Nous constatons aussi les graves conséquences d’un Judiciaire aux ordres.
Alexandre Hamilton, l’un des auteurs de la Constitution américaine, dans l’article 78 des « Federalist papers », défend le rôle du pouvoir judiciaire dans la structure constitutionnelle. Il y soutient « qu’il n’y a point de liberté si la puissance de juger n’est pas séparée de la puissance législative et de l’exécutrice(…) La liberté n’a rien n’a craindre du Judiciaire seul, mais surtout à craindre de son union avec l’un des deux autres pouvoirs ».
En Guinée, il faut être aveugle pour ne pas voir où nous a mené la fusion de ces trois pouvoirs entre les mains d’un seul : des milliers de vies humaines brisées et la faillite morale et économique de notre pays.

Lors de la première conférence de presse annonçant la création de notre parti l’Alliance des Forces Démocratiques AFD le 20 octobre 2014, j’ai insisté sur la nécessité d’une vaste réforme de la Justice. Nous devons engager de profondes réflexions sur l’organisation générale de notre système judiciaire et sur sa place dans notre Constitution. D’ores et déjà pour garantir l’indépendance du Judiciaire par rapport à l’Exécutif, le président de la République et le ministre de la Justice doivent être exclus respectivement de la présidence et de la vice-présidence du Conseil Supérieur de la Magistrature ou de tout autre future institution supervisant notre appareil judiciaire.
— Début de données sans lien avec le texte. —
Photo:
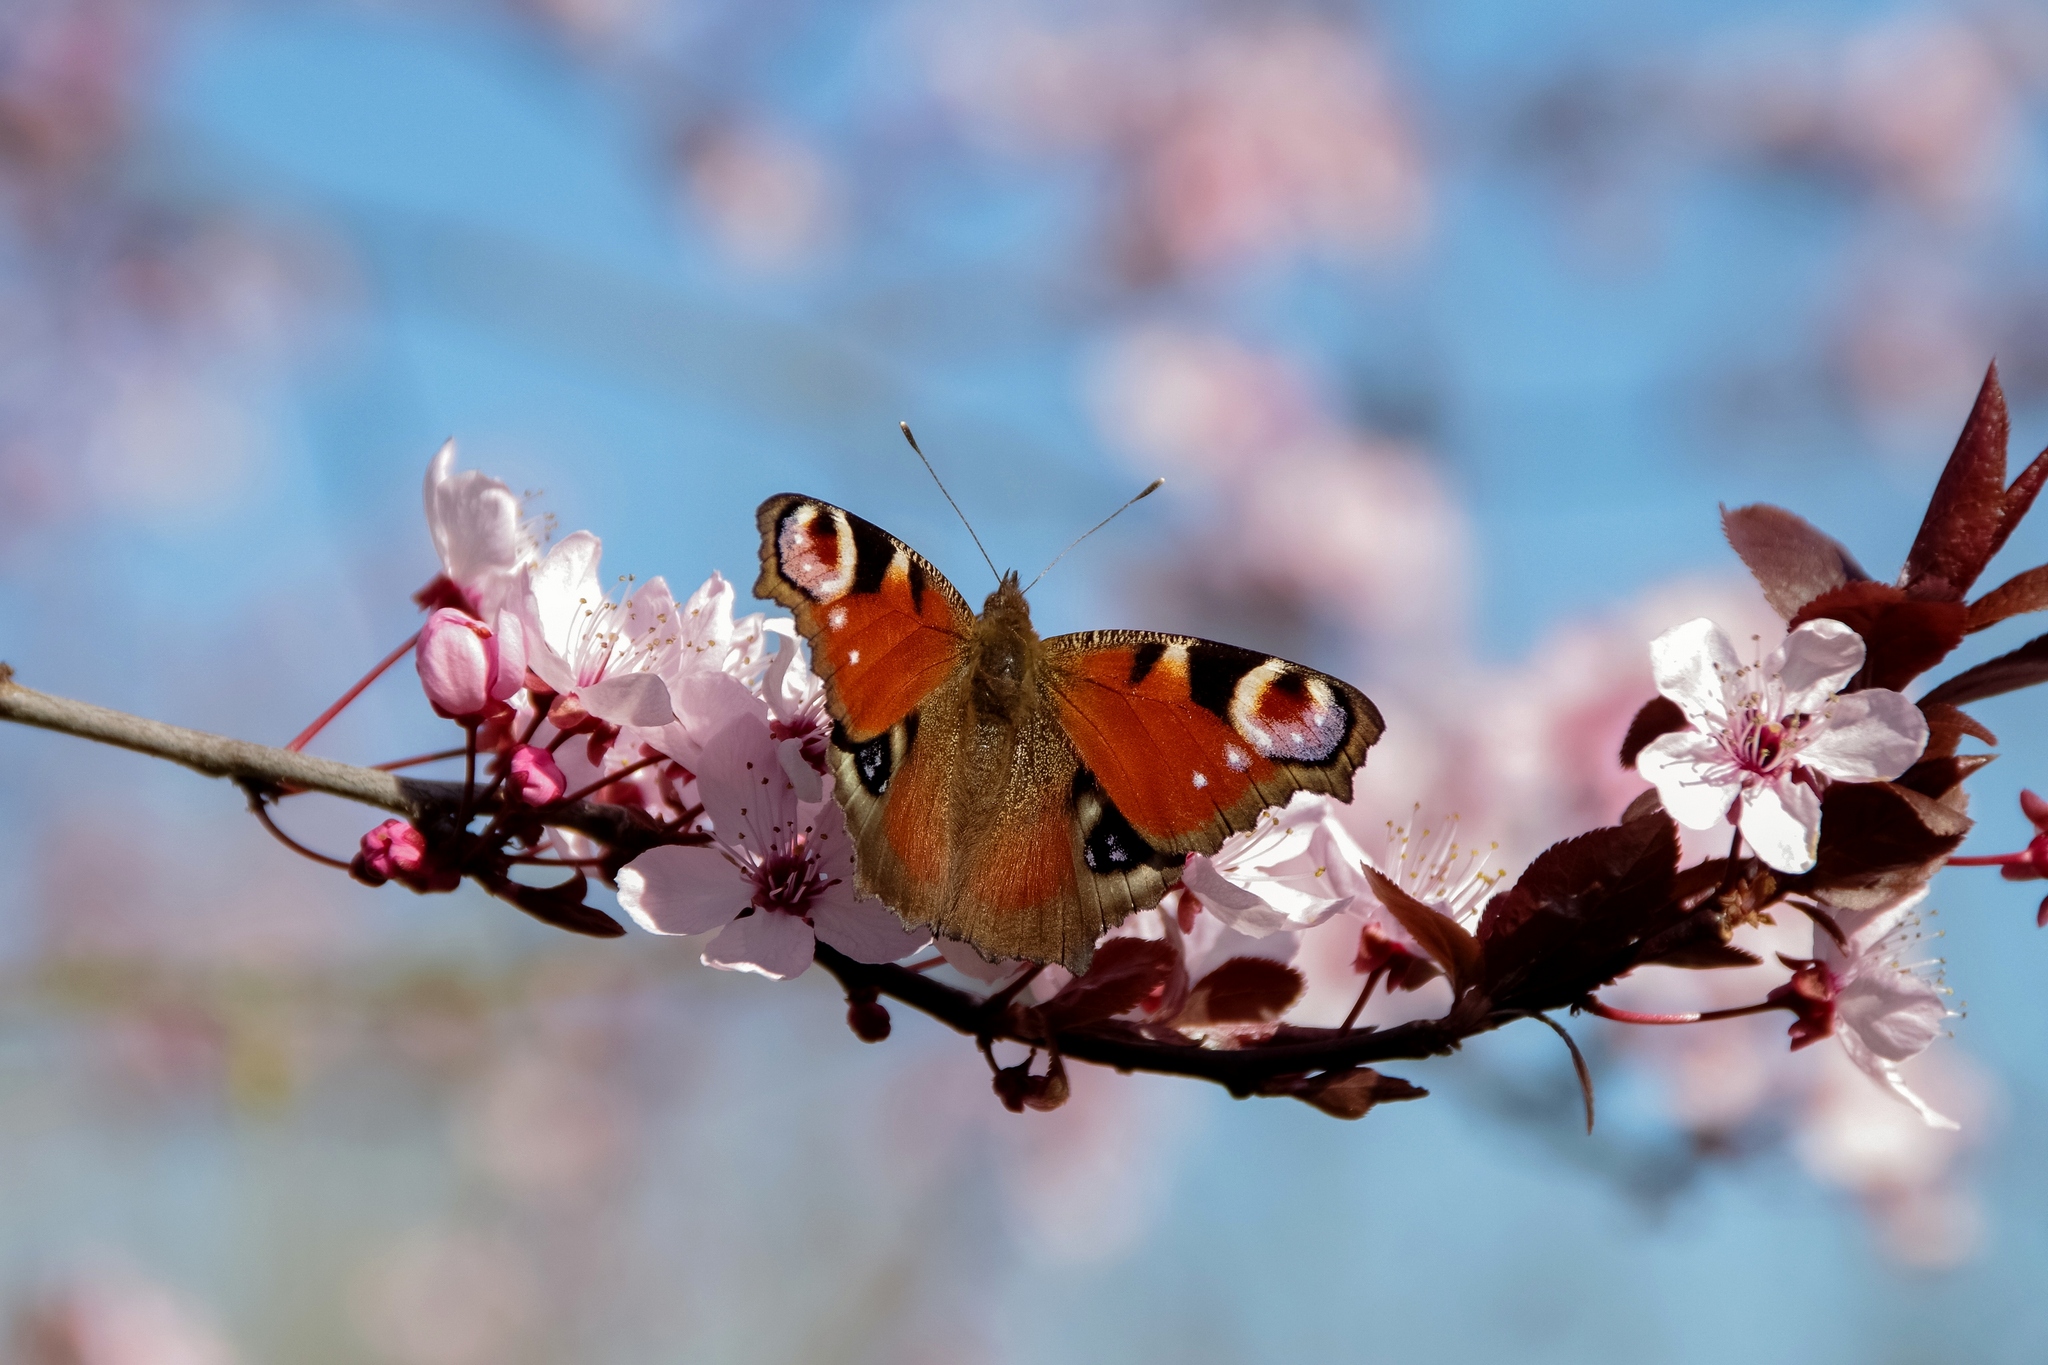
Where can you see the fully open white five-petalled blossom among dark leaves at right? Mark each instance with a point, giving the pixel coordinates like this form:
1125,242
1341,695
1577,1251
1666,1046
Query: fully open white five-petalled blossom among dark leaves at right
1766,738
Ce sont les deux principes essentiels d’indépendance et de responsabilité du Judiciaire qui doivent garantir la primauté du droit.
C’est une question de vie ou de mort pour nous tous, mais aussi elle conditionne notre développement économique. Mais le pessimisme est permis dans la mesure où notre classe politique dans son ensemble, ne nous encourage pas à croire à leur farouche volonté d’instaurer un Etat de droit, car les simples voeux pieux ne suffisent pas. C’est un problème de fond qui questionne tous les acteurs de notre société sur notre ferme volonté de mettre fin à ce système hideux qui a détruit notre pays.